If you're lucky, this is just a corrupted index on uab_message_read.id,
and can be fixed via REINDEX.  Otherwise, what you've got is a corrupted
table.

> And when I try to select any other field of this row or to update any of the
> fields or to delete the row, the client outputs the following message:
> server closed the connection unexpectedly

That part sounds more like the table row is corrupted :-(.  If you
aren't in a position to restore the whole table from backup, you'll
need to try to identify and wipe out the broken row.  Usually zeroing
its whole page is the easiest way to do this, though you'll want to
see what else is on that page first.  Check the PG archives for
discussions of recovering from corrupted-data scenarios.

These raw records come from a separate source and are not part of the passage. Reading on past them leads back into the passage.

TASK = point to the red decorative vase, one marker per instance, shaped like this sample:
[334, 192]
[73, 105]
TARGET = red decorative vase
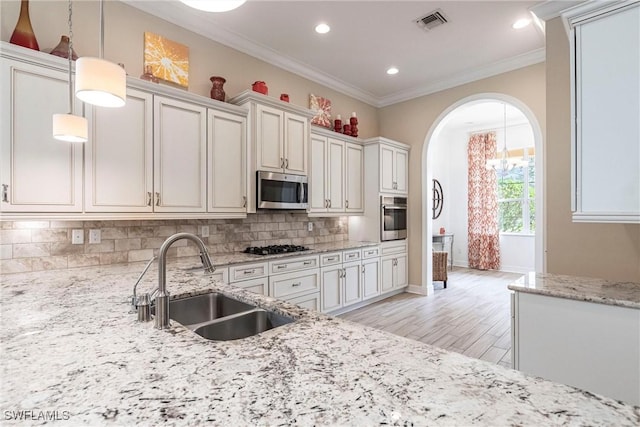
[354, 126]
[23, 33]
[217, 91]
[260, 87]
[62, 49]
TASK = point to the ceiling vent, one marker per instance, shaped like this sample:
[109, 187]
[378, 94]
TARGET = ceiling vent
[432, 20]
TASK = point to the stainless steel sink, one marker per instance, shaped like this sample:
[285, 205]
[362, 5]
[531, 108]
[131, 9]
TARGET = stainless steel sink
[204, 308]
[242, 325]
[219, 318]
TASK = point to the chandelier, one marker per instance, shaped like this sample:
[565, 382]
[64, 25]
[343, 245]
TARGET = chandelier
[504, 163]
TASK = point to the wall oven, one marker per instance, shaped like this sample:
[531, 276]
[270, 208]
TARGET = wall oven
[393, 218]
[281, 191]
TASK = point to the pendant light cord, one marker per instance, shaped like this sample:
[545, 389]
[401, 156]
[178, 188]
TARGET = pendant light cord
[70, 55]
[101, 52]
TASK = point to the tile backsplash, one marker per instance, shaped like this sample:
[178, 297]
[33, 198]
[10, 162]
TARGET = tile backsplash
[46, 245]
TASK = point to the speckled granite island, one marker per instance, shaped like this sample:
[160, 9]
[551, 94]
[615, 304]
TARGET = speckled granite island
[579, 331]
[69, 344]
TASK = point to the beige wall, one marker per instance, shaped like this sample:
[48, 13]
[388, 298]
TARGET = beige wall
[410, 121]
[610, 251]
[124, 30]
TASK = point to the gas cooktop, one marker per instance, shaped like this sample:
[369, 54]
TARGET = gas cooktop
[274, 249]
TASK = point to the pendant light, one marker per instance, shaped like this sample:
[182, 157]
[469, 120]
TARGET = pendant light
[68, 127]
[504, 163]
[100, 82]
[214, 5]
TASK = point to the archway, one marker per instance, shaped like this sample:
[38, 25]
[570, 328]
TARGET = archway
[427, 175]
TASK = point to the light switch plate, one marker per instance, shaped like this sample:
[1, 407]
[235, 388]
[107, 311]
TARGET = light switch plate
[94, 236]
[77, 237]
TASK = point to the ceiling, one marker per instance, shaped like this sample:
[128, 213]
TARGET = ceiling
[367, 37]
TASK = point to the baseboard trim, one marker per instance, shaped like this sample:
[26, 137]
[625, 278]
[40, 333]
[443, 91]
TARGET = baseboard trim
[367, 302]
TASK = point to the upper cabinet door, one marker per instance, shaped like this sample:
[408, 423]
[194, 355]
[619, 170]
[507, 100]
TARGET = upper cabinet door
[402, 170]
[227, 162]
[354, 174]
[387, 166]
[39, 173]
[318, 198]
[296, 136]
[270, 136]
[335, 176]
[180, 146]
[119, 156]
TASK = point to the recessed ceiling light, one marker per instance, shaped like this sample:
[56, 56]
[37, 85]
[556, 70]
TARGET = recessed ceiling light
[322, 28]
[521, 23]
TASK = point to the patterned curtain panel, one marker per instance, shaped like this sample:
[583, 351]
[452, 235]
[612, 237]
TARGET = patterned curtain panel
[484, 233]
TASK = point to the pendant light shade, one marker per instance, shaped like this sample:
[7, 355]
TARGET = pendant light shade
[214, 5]
[70, 128]
[100, 82]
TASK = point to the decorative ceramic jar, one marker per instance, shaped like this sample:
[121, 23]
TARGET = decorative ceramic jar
[62, 49]
[23, 33]
[217, 91]
[148, 75]
[260, 87]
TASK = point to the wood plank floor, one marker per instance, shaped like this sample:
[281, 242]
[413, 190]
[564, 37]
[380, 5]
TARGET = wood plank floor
[472, 316]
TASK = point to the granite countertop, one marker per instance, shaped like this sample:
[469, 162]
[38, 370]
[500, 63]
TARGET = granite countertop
[624, 294]
[69, 345]
[224, 259]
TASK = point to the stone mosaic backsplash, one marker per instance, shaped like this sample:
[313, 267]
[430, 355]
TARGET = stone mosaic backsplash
[46, 245]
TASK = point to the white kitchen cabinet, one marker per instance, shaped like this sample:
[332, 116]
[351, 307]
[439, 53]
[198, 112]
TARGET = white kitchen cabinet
[318, 176]
[352, 277]
[354, 178]
[394, 266]
[38, 173]
[227, 159]
[119, 156]
[281, 139]
[180, 161]
[394, 169]
[595, 347]
[370, 277]
[336, 174]
[331, 291]
[605, 39]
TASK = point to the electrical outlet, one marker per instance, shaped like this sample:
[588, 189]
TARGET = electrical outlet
[77, 237]
[94, 236]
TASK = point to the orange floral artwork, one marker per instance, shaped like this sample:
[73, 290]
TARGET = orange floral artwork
[168, 60]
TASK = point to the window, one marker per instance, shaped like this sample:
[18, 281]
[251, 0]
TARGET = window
[516, 195]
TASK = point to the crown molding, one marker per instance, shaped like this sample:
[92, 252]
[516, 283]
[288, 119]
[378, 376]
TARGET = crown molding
[188, 18]
[509, 64]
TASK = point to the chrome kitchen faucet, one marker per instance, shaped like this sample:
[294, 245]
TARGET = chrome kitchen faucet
[162, 298]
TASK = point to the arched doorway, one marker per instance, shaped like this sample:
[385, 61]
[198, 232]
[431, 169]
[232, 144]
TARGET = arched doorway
[427, 175]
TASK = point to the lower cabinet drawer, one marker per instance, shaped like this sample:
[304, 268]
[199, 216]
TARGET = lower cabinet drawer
[292, 284]
[310, 301]
[258, 286]
[248, 271]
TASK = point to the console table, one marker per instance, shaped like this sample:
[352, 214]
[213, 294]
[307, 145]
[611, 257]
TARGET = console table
[441, 239]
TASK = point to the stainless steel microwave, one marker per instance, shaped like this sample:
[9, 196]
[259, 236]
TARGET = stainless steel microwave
[281, 191]
[393, 218]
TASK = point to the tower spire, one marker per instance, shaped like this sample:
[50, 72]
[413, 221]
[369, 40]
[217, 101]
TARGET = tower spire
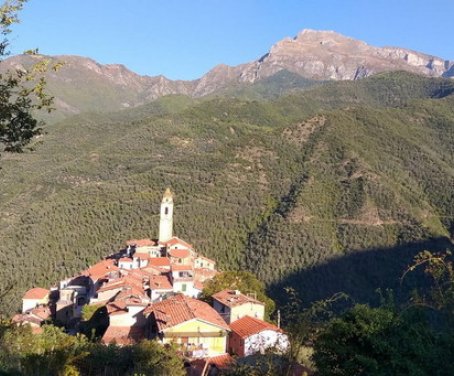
[166, 220]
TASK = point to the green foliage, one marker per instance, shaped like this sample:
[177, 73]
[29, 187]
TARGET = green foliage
[280, 188]
[375, 341]
[21, 92]
[243, 281]
[53, 352]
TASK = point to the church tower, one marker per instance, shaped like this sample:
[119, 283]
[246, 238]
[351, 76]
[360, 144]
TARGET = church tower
[166, 222]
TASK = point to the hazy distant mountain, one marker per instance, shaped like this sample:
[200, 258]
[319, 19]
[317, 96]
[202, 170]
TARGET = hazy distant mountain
[84, 85]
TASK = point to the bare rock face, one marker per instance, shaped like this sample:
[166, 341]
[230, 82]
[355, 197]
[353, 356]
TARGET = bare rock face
[82, 84]
[326, 55]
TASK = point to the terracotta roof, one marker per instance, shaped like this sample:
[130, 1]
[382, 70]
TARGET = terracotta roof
[180, 308]
[42, 312]
[247, 326]
[112, 285]
[176, 241]
[221, 362]
[141, 242]
[206, 258]
[203, 274]
[181, 267]
[100, 269]
[231, 298]
[123, 335]
[198, 285]
[36, 293]
[160, 282]
[141, 255]
[179, 253]
[159, 261]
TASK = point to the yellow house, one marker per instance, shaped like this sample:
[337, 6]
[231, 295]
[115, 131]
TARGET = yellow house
[194, 326]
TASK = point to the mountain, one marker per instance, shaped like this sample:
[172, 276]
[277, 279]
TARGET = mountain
[332, 188]
[82, 85]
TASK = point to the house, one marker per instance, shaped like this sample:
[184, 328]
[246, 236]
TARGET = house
[213, 366]
[250, 335]
[34, 297]
[127, 321]
[193, 325]
[204, 262]
[35, 318]
[232, 305]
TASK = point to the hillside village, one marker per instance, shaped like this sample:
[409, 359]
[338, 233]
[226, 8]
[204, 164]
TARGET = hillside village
[149, 290]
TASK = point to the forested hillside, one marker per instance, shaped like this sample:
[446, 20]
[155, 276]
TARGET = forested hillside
[335, 187]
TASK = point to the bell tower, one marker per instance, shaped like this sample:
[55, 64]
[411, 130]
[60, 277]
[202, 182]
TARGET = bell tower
[166, 221]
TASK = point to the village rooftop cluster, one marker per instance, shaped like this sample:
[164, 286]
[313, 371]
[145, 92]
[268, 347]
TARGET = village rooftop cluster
[150, 290]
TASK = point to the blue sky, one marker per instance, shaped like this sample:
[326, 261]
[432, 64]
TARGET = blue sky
[183, 39]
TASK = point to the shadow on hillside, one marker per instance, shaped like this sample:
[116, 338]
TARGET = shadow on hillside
[359, 274]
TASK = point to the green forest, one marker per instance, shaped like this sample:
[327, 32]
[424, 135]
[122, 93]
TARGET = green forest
[332, 188]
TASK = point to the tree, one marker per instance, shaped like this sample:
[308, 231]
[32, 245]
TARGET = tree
[377, 341]
[244, 281]
[21, 92]
[151, 358]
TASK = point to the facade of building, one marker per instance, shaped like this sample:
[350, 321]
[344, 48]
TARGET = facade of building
[250, 335]
[33, 298]
[194, 326]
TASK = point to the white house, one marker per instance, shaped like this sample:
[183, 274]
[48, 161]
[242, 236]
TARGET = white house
[250, 336]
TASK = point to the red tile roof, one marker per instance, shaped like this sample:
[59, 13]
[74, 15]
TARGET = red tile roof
[181, 267]
[36, 293]
[247, 326]
[42, 312]
[180, 308]
[160, 282]
[159, 261]
[123, 335]
[207, 259]
[100, 269]
[232, 298]
[203, 274]
[198, 366]
[180, 253]
[176, 241]
[198, 285]
[141, 255]
[141, 242]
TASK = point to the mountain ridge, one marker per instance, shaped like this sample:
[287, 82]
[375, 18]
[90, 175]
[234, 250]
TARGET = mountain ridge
[83, 85]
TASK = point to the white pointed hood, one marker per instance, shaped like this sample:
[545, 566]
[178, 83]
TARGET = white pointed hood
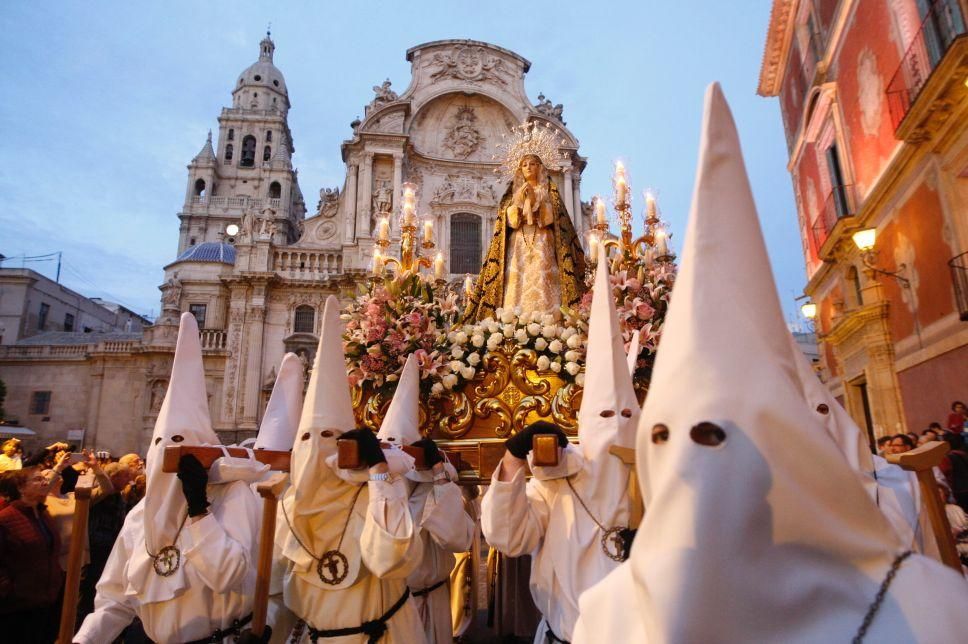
[183, 419]
[633, 354]
[767, 536]
[401, 424]
[609, 409]
[281, 419]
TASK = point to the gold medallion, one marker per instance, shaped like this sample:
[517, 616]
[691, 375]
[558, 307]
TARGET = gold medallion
[332, 567]
[167, 560]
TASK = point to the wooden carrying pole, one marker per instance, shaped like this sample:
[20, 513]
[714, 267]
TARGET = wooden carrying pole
[269, 490]
[921, 461]
[75, 558]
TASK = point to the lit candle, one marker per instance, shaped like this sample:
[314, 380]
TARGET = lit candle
[600, 216]
[439, 266]
[384, 229]
[377, 263]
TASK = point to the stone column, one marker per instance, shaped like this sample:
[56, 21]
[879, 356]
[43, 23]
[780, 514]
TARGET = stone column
[569, 194]
[349, 203]
[397, 181]
[364, 198]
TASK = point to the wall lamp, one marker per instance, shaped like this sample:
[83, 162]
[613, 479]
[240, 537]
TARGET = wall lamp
[865, 240]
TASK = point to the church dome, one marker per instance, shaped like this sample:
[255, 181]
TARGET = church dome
[215, 252]
[263, 73]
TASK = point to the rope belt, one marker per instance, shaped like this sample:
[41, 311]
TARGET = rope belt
[373, 629]
[221, 633]
[551, 637]
[429, 589]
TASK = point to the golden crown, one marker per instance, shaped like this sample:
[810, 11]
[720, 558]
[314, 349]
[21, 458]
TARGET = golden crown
[526, 139]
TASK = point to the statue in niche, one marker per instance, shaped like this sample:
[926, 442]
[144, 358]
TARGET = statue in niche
[535, 261]
[545, 108]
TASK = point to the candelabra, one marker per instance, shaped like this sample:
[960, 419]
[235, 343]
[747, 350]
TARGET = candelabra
[651, 246]
[411, 258]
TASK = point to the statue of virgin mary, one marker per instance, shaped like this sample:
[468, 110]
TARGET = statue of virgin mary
[535, 261]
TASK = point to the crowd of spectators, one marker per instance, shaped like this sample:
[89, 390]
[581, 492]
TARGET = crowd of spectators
[36, 520]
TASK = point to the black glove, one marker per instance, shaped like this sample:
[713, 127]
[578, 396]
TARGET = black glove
[370, 451]
[520, 444]
[432, 453]
[248, 637]
[194, 480]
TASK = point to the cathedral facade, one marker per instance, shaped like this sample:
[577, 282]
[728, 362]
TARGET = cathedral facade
[255, 265]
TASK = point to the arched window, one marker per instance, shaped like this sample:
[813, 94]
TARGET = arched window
[248, 152]
[465, 243]
[304, 319]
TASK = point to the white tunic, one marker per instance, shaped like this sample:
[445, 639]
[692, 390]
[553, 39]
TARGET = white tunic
[543, 518]
[444, 528]
[382, 550]
[218, 556]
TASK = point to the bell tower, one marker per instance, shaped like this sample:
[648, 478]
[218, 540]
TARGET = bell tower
[250, 170]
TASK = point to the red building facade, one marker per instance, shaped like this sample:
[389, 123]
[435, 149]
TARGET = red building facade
[874, 101]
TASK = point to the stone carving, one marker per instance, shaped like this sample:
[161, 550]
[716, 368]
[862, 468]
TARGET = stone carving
[464, 137]
[171, 292]
[383, 197]
[383, 94]
[545, 108]
[468, 63]
[464, 187]
[328, 202]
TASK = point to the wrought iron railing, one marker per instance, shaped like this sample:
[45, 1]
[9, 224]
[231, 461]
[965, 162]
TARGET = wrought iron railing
[839, 204]
[941, 25]
[959, 279]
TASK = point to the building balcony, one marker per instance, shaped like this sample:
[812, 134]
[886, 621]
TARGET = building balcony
[959, 279]
[929, 72]
[835, 218]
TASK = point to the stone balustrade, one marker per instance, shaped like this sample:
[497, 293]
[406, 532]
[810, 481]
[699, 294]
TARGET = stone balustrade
[306, 264]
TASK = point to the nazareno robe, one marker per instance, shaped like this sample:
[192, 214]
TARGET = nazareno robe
[218, 558]
[488, 295]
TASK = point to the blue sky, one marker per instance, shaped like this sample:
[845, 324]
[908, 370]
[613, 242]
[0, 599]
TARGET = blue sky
[108, 101]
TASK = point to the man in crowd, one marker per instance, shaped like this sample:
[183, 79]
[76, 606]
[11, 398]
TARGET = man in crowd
[184, 562]
[574, 517]
[437, 506]
[347, 536]
[758, 528]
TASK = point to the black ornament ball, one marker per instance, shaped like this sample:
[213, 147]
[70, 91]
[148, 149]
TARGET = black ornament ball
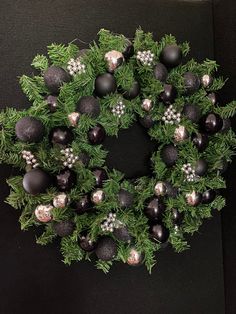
[96, 134]
[191, 83]
[160, 72]
[61, 135]
[54, 77]
[36, 181]
[106, 248]
[105, 84]
[65, 180]
[192, 112]
[29, 129]
[125, 198]
[171, 56]
[159, 233]
[63, 228]
[169, 154]
[89, 105]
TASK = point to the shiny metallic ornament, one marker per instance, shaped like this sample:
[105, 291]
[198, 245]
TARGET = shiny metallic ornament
[114, 59]
[43, 213]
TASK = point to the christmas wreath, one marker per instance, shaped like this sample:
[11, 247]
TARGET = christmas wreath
[78, 98]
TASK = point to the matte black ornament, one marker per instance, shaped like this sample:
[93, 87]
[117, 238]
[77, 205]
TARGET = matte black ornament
[54, 77]
[36, 181]
[191, 83]
[61, 135]
[29, 129]
[160, 72]
[65, 180]
[171, 56]
[169, 94]
[96, 134]
[169, 154]
[125, 198]
[106, 249]
[89, 105]
[192, 112]
[105, 84]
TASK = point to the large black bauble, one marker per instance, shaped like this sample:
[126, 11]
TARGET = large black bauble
[65, 180]
[36, 181]
[61, 135]
[171, 56]
[169, 154]
[89, 105]
[96, 134]
[105, 84]
[29, 129]
[106, 249]
[54, 77]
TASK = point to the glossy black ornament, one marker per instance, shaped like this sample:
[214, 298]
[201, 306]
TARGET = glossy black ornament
[105, 84]
[36, 181]
[29, 129]
[54, 78]
[96, 134]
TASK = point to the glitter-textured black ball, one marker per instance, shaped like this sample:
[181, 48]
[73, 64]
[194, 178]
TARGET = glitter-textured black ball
[169, 154]
[169, 94]
[133, 91]
[96, 134]
[208, 196]
[54, 77]
[63, 228]
[212, 123]
[29, 129]
[154, 209]
[192, 112]
[191, 83]
[65, 180]
[160, 72]
[100, 176]
[61, 135]
[159, 232]
[89, 105]
[105, 84]
[201, 141]
[171, 56]
[36, 181]
[106, 249]
[125, 198]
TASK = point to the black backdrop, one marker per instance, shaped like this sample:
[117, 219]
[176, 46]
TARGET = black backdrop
[32, 278]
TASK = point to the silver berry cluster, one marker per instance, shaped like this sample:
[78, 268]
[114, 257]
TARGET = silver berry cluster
[171, 116]
[68, 157]
[119, 109]
[74, 66]
[145, 57]
[30, 158]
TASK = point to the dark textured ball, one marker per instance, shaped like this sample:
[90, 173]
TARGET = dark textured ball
[106, 249]
[192, 112]
[29, 129]
[89, 105]
[160, 72]
[65, 180]
[191, 83]
[105, 84]
[125, 198]
[54, 77]
[171, 55]
[36, 181]
[96, 134]
[169, 154]
[63, 228]
[61, 135]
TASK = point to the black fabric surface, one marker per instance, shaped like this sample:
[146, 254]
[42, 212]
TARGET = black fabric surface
[32, 278]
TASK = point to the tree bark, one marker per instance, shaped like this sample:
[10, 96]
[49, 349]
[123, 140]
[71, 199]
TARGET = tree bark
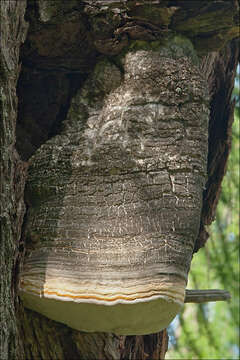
[13, 32]
[62, 46]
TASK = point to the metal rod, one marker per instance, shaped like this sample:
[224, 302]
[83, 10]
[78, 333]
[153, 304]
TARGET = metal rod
[201, 296]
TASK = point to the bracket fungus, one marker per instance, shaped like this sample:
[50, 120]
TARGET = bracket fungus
[115, 198]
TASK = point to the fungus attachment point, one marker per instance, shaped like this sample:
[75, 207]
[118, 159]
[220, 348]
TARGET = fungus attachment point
[116, 198]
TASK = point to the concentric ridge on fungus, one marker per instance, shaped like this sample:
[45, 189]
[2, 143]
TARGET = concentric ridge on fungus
[116, 197]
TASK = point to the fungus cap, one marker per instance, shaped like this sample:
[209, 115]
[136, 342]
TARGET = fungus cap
[116, 198]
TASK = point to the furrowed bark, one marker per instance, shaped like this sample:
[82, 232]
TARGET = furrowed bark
[61, 49]
[13, 32]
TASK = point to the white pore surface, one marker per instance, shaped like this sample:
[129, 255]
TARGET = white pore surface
[123, 319]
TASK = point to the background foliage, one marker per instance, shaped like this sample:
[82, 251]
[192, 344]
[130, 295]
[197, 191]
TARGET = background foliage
[211, 331]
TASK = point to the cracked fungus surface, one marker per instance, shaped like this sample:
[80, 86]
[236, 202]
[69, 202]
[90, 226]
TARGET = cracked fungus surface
[116, 197]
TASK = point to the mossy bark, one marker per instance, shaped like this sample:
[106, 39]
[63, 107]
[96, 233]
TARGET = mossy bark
[63, 43]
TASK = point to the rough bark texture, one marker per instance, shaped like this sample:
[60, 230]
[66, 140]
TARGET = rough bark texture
[13, 31]
[64, 42]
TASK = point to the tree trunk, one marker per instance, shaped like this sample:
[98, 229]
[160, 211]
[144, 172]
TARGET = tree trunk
[63, 44]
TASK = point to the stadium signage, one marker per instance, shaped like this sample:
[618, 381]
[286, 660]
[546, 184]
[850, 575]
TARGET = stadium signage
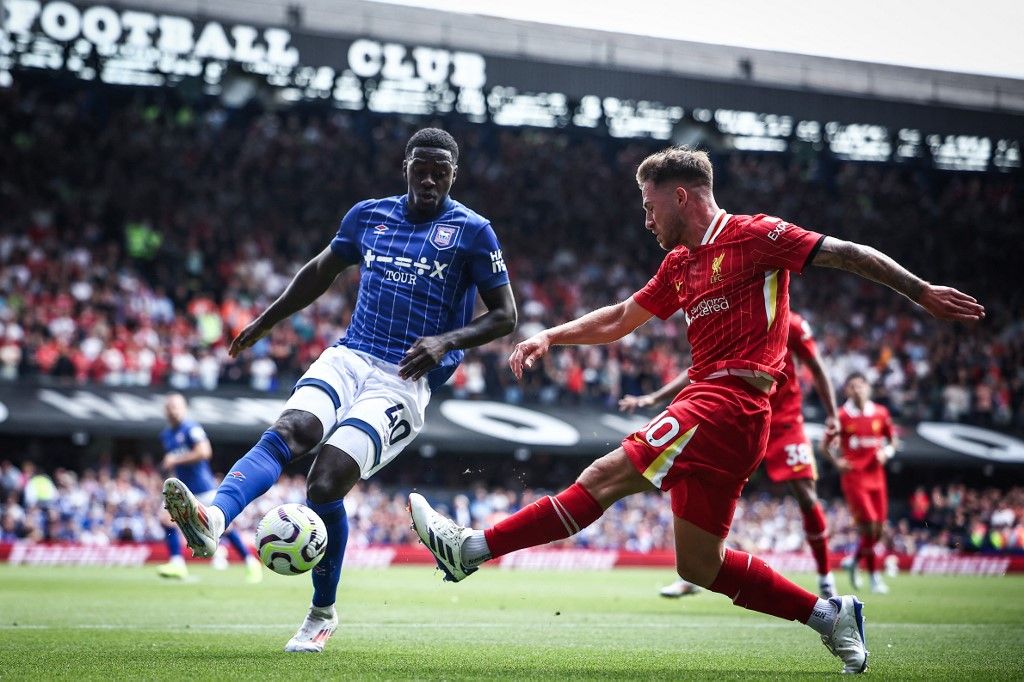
[128, 32]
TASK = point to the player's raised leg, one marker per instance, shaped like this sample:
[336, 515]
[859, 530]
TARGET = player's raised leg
[459, 551]
[702, 559]
[296, 432]
[333, 474]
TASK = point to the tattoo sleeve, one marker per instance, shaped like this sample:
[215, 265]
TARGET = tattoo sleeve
[869, 263]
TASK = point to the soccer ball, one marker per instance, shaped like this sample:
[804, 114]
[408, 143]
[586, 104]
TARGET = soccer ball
[291, 540]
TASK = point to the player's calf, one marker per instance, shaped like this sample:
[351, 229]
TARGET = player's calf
[201, 525]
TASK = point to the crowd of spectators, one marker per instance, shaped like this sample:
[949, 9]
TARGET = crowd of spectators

            regards, tom lane

Re: BUG #4383: operations in a certain row makes server process terminate with signal 11

От
"Marco Aurelio Miranda"
Дата:
>
>
> That part sounds more like the table row is corrupted :-(.  If you
> aren't in a position to restore the whole table from backup, you'll
> need to try to identify and wipe out the broken row.  Usually zeroing
> its whole page is the easiest way to do this, though you'll want to
> see what else is on that page first.  Check the PG archives for
> discussions of recovering from corrupted-data scenarios.
>
>                        regards, tom lane
>
Tom,

how do I erase just one block of the table file?